In the air he was imperturbable and, rarer, magnanimous. We were in many fights together, often uneven fights, but his mere presence, he felt, made any odds equal. He was not methodical. He fought the way a man does who has a few drinks and sits down to play poker, the cards may be running right. Cigar in his mouth, he enjoys the game, and if he finds himself over his head can still smile and say good night, or as a famous black champion once addressed reporters, having lost the bout of his life, Gentlemen, I have had a most entertaining evening and I hope that you have, too.

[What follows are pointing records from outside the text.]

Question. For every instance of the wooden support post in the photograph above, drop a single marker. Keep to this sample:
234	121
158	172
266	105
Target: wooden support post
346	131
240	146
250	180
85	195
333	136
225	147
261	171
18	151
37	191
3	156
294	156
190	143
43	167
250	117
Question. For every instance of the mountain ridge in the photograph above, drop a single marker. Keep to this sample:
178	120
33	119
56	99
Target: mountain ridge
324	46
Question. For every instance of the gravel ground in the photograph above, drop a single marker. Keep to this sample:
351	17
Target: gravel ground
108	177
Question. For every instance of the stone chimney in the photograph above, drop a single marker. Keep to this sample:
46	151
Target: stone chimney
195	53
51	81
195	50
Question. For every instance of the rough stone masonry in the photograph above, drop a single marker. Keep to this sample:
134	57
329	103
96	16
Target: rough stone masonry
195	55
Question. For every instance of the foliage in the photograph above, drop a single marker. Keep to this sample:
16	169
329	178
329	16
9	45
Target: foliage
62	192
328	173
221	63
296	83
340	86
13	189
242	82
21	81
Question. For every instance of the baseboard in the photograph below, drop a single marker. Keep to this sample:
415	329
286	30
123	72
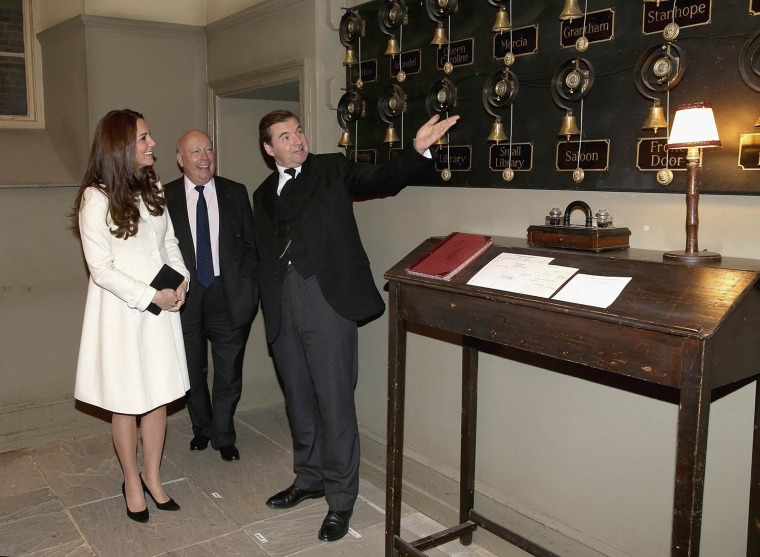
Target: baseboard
38	424
436	495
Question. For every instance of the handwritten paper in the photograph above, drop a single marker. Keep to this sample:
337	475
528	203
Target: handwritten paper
523	274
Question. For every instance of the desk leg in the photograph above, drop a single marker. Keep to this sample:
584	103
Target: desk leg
469	431
753	526
691	452
395	441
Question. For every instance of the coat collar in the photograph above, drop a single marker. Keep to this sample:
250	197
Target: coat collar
304	187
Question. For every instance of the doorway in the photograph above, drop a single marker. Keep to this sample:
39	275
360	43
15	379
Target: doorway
237	104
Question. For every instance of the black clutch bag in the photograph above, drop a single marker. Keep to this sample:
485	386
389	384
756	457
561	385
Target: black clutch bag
165	278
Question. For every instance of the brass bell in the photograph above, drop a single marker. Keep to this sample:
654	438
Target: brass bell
497	132
502	21
439	37
571	11
444	140
656	119
569	127
350	59
391	137
345	140
393	47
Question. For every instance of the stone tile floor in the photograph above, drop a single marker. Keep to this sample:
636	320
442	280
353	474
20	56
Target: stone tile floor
64	499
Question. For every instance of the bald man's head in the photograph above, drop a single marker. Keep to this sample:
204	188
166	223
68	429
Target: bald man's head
196	157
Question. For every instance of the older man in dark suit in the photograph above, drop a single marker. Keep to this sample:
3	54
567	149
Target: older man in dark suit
316	285
213	222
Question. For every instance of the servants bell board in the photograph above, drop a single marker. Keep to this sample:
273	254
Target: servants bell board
553	94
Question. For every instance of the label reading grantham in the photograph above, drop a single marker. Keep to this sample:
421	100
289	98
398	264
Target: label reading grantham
652	155
518	157
594	155
600	26
523	41
364	156
688	13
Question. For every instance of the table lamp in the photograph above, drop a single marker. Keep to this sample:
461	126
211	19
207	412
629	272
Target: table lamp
693	129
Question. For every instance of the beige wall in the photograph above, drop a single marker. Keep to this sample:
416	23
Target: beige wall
580	462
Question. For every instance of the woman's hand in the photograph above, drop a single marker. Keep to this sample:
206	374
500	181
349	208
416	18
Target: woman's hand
181	295
166	299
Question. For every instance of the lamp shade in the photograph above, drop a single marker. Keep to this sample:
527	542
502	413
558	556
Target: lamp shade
693	126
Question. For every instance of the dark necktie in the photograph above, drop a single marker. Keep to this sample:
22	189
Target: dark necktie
286	186
204	261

One day I watched him turn, in a huge tilting circle, with the leader of a flight of two MiGs. He had hit him earlier, but at long range, and was trying to finish him off. The wingman had disappeared. Into and out of an enormous sun that seemed to burn black in the sky, we flew. In crossing from side to side to stay in position I had moved slightly ahead and called to Colman that it was me passing in front of and beneath him—there had been cases of mistaken identity. “I’m between you and the MiG.”
“Go ahead,” he replied. “You take him.”
It was a lavish gesture, though no more than I expected of him. It would have been a victory we shared. I had already damaged a MiG a week or two earlier and discovered they were not untouchable. I knew, with the confidence that assures it, I would have many, entirely my own. “No, you’ve got him,” I said.
I was looking behind. It all seemed very leisurely. After a while I heard, “Do you still have him, Two?”
I looked to the front. Nothing.
“I seem to have lost him,” Colman remarked offhandedly.